Penulis surat kepada umat Ibrani dalam bacaan kedua membedakan peran imam manusia dan imamat Agung Yesus Kristus. Para imam yang berasal dari keturunan Lewi adalah orang-orang biasa, berdosa dan mempersembahkan berkali-kali untuk dosanya sendiri kemudian kepada umatnya. Yesus membuat perbedaan: Ia tidak berdosa, Ia tetap selama-lamanya sehingga imamatNya tidak beralih kepada orang lain. Yesus juga tidak lagi mengurbankan korban bakaran tetapi Ia mengurbankan dirinya sebagai pengganti hewan-hewan kurban. Nah, cinta sejati itu dapat bertumbuh melalui pengorbanan diri, kemampuan untuk menyangkal diri atau melupakan diri sendiri. Kalau begitu, hal praktis yang harus kita lakukan untuk menanggapi kasih Tuhan adalah menerima diri apa adanya, mengorbankan diri dalam pelayanan-pelayanan kita, sampai menyerahkan nyawa seperti Yesus sendiri.

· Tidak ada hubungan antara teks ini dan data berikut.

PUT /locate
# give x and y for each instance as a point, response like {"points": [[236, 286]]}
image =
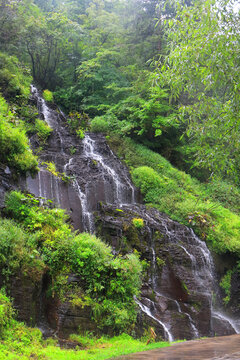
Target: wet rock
{"points": [[26, 295]]}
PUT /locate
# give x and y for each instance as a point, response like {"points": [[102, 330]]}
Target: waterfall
{"points": [[147, 311], [90, 151], [97, 175]]}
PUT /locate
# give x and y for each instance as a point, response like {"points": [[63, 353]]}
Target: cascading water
{"points": [[181, 271]]}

Konsep kasih dalam bacaan-bacaan pada hari ini terungkap dalam  pengorbanan diri atau semangat rela berkorban. Para orang tua mengorbankan diri bagi anak-anak atau sebaliknya, anak-anak juga mengikuti perintah dan nasihat orang tuanya. Apa yang dapat dilakukan oleh orang tua bagi anak-anak? Orang tua perlu menanam kata-kata kasih secara mendalam di hati anak-anak, kemudian rawatlah dengan senyum dan doa!

Sabda Tuhan hari ini meneguhkan kita untuk hari demi hari bertumbuh dan menghasilkan buah dalam ketekunan. Allah adalah sumber kasih. Kita harus diubah oleh kasih. Pada saat kita mengasihi seseorang yang membutuhkan, saat itu juga kita mengasihi Yesus! Apakah anda mampu mengasihi?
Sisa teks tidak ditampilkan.